Эвенки, вопреки моим опасениям, оказались ребятами весёлыми и даже компанейскими, и при этом, не в пример многим туземным народностям, очень чистоплотными. Проводники выбирали путь в обход топких мест и скальников, стараясь по возможности двигаться по сравнительно ровным участкам. Олени бежали не особенно быстро, зато всё время, покрывая за день весьма приличные расстояния.

За меховую одежду мы были крайне благодарны – если день можно было ехать ещё по-старому, и когда припекало солнце, становилось даже тепло, то ночью мы наряжались во всё возможное, а Ефим досадовал, что гачи штанов коротковаты, ноги стынут, и старался пристроить их поближе к костру.

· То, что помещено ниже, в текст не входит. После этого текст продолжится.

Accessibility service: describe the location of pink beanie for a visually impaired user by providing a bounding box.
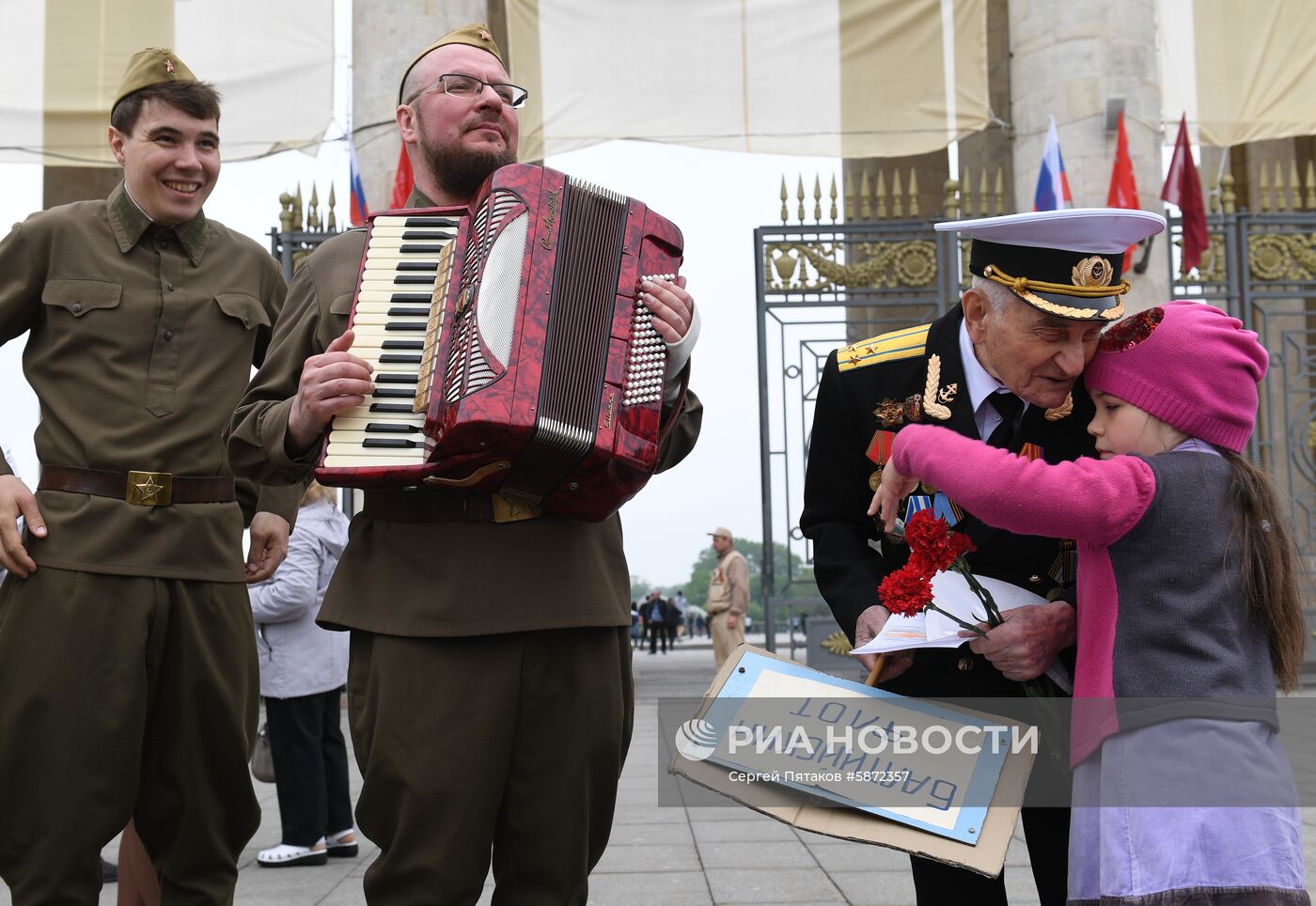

Мы удалялись от стойбища на северо-восток, впрочем, на второй день я потерял надежду запомнить маршрут и вряд ли смог бы самостоятельно вернуться в исходную точку. Вокруг простирались километры совершенно дикой природы, не подающей никаких признаков присутствия человека. Понятно, что никакими полицейскими чинами тут отродясь и не пахло, но я начал сомневаться и в существовании деревни в принципе. Как говорится: а был ли мальчик? В моём будущем подобные места было принято называть глухими чигирями, и мне со своими бытовыми представлениями казалась нереальной бытность деревни, к примеру, без дорог. Деревня – это же телеги, перевозка сена, зерна и прочего – так? Потом, торгуют они с кем-то? Ну, хоть немного? Дороги где?

На третий день (мы же как бы всё ближе) я не вытерпел и на привале про дороги-таки спросил.

– Нет, долога нету, – помотал головой старший из проводников, Чипича. – телега не ехать. Только лосадь. Толба везут, да. Сумка такой. Мех мала-мала толгуют, цяй покупают, полох. Мала толгуют. Всё сам себе делать могут. Цюзых не люби.

– Староверы, похоже, – пробормотал я больше про себя, но Ефим услышал:

– Староверы, Семён Семёныч, они тоже разные бывают. Лишь бы не хлысты да не дырники. А нормальные которые – так пущай и двуперстием крестятся, Бог у нас един.